NEGOMBO, Sri Lanka — The social media was ablaze when American Vice President Kamala Harris supposedly said in a video that she was chosen as the Democratic nominee for the US presidential race because incumbent Joe Biden was senile.
Harris, in the same video that was also shared by tech mogul Elon Musk on X, appeared to have also described herself as a “diversity hire” and as someone who is not competent to run the economic superpower. Expectedly, the presidential candidate’s camp subsequently issued a denial, saying it was a manipulated video.
This is an example of deepfake, a cybersecurity threat whereby malicious hackers digitally alter a content to anything they want it to become. Motivations may vary but, ultimately, the goal is to spread false information.
READ: Deepfake video seen as ‘chilling preview’ of AI use in PH polls
Alexey Antonov, data science team leader at cybersecurity firm Kaspersky, tells the Inquirer that a “deepfake epidemic” is on the horizon as more cybercriminals are getting familiar with the technology.
Give it five or 10 years, he says, noting that the technology is already widely available. One can simply download software via the internet, Antonov points out. Cybercriminals are just literally a few clicks away from launching their attacks.
Moreover, Antonov says that artificial intelligence (AI) is only making the production of manipulated video, audio and images better—and as a result, more deceiving to the public.
”AI-related attacks have a rapid growth nowadays,” he observes. “Deepfakes, widely spreading this year, is just one example of it.”
The manipulated Harris video was political in nature and was aimed at a mass scale. However, Antonov says that deepfakes can also be used for less controversial cyberattacks but damaging, nonetheless.
For example, a hacker can extract from a stolen mobile phone some voice messages to create a false recording and send it to the people in the victim’s contact list. The content of the manipulated audio is usually about asking for financial help.
READ: AI deepfakes and their deeper impacts
Antonov also says the hackers—using deepfakes—pretend to be a friend or a family member who is asking for money. If the recipient of the manipulated voice message failed to discern its authenticity, one will just send the money without hesitation, he explains. After all, the victim believes they are helping out a friend or a family member.
He notes that deepfakes are also being used in love scams, another money-making scheme usually targeting vulnerable individuals who are yearning for romance.
Using deepfakes, cybercriminals can do catfishing or the creation of a fictitious online persona which is usually conventionally more attractive than the real person behind the fake identity.
Apart from deepfakes, Antonov says that hackers are deploying AI tools in creating text scams, which have become rampant in the Philippines in recent years.
He explains that AI can mimic an individual’s writing style, which makes the text scams more deceiving.
AI on the defense
While hackers are leveraging AI for nefarious agendas, the same tool is also being used to beef up defenses against cyberattacks.
“If you try and use it (AI) for good, it will do good. If you design it for evil purposes, it will do evil,” says Vitaly Kamluk, cybersecurity expert at Kaspersky’s Global Research and Analysis Team (GReAT) in the Asia-Pacific region.
At Kaspersky, Antonov says they choose to use AI in detecting malicious attacks and emerging threats.

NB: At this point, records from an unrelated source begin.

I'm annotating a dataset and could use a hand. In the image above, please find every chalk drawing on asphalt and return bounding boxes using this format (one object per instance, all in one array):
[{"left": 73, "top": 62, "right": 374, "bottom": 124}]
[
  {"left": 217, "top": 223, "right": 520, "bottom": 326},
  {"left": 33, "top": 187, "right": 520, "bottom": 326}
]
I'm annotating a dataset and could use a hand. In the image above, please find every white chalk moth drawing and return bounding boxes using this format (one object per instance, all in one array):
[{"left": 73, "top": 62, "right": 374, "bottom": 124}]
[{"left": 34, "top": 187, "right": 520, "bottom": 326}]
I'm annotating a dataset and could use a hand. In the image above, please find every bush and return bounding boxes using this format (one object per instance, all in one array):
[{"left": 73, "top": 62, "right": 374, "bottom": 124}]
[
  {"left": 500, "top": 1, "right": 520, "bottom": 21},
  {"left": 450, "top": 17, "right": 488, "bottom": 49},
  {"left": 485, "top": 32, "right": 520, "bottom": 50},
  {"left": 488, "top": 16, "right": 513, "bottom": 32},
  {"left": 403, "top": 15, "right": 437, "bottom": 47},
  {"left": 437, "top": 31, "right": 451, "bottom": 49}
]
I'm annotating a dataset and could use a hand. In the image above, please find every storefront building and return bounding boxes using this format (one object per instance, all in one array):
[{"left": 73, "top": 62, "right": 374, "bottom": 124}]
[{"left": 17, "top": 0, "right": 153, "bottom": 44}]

They have found out that the daily number of potential malware rose to 411,000 samples this year from 403,000 last year. Malware, which is short for malicious software, are designed to illegally access an organization’s computer systems with the purpose of inflicting damage or disrupting operations.
The company’s research also has revealed the usual targets of cyberattacks last year were governments (27.9 percent), financial institutions (12.2 percent), manufacturing firms (17 percent) and information technology companies (8.8 percent).

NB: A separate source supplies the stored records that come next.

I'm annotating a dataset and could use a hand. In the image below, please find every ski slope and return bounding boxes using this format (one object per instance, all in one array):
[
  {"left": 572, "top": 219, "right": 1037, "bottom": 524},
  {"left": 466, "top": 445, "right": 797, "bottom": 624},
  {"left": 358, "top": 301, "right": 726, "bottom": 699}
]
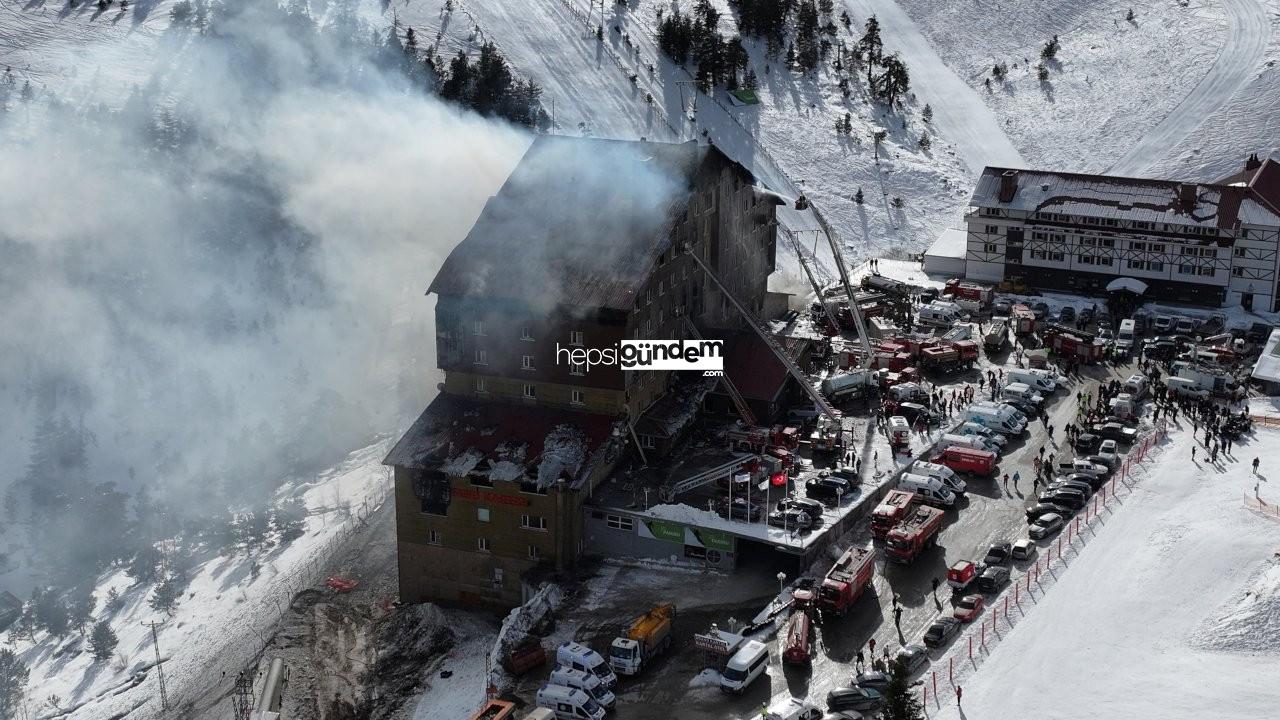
[
  {"left": 928, "top": 419, "right": 1280, "bottom": 720},
  {"left": 1107, "top": 0, "right": 1271, "bottom": 177},
  {"left": 845, "top": 0, "right": 1027, "bottom": 174}
]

Igor Kuznetsov, director of GReAT at Kasperksy, says these sectors have identified ransomware as the topmost cybersecurity concern. A ransomware attack happens when hackers hold an entity’s computer network hostage until a ransom is paid.
In the Philippines, the number of web-based attacks aimed at enterprises surged by over threefold to 1.69 million events last year, according to monitoring by Kaspersky.

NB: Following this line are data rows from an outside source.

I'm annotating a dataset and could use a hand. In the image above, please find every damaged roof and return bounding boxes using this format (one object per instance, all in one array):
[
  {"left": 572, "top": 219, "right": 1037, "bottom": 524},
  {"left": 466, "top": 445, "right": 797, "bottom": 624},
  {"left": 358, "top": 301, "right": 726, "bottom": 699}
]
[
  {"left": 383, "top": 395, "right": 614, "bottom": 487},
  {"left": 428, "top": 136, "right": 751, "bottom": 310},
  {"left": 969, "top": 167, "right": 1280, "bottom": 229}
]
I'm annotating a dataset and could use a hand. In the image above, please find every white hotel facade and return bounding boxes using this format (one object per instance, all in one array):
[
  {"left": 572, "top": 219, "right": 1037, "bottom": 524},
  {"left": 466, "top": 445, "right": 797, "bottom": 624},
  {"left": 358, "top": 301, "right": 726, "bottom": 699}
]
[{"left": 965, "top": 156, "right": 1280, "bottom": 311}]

Integrating AIWeb attacks come in different forms, including the typical phishing emails embedded with suspicious web addresses that link to fake websites. The goal of cyberattackers is to illegally obtain sensitive and personal data that they can use to take over one’s bank, e-wallet and other accounts.
AI is here to stay and institutions have been making efforts in implementing this advanced technology. Adrian Hia, Kaspersky managing director for the Asia-Pacific region, is reminding them to responsibly use AI.
“For many organizations, the integration of AI is inevitable, with their invaluable ability to process large data sets but stakeholders need to be aware of data compliance especially when combined with the use of AI,” Hia explains.
“Policies need to be implemented into how confidential data is treated and what aspects of that data are accessible by AI while remaining compliant to the laws and regulations that an organization is beholden to in the area they are operating in,” he adds.
A study by global advisory firm Deloitte noted that 62 percent of surveyed Filipino business and technology leaders expressed “excitement” over the use of AI. But 30 percent said they were uncertain with the technology, citing lack of technical talent and skills as the “biggest barrier” to adoption of this technology.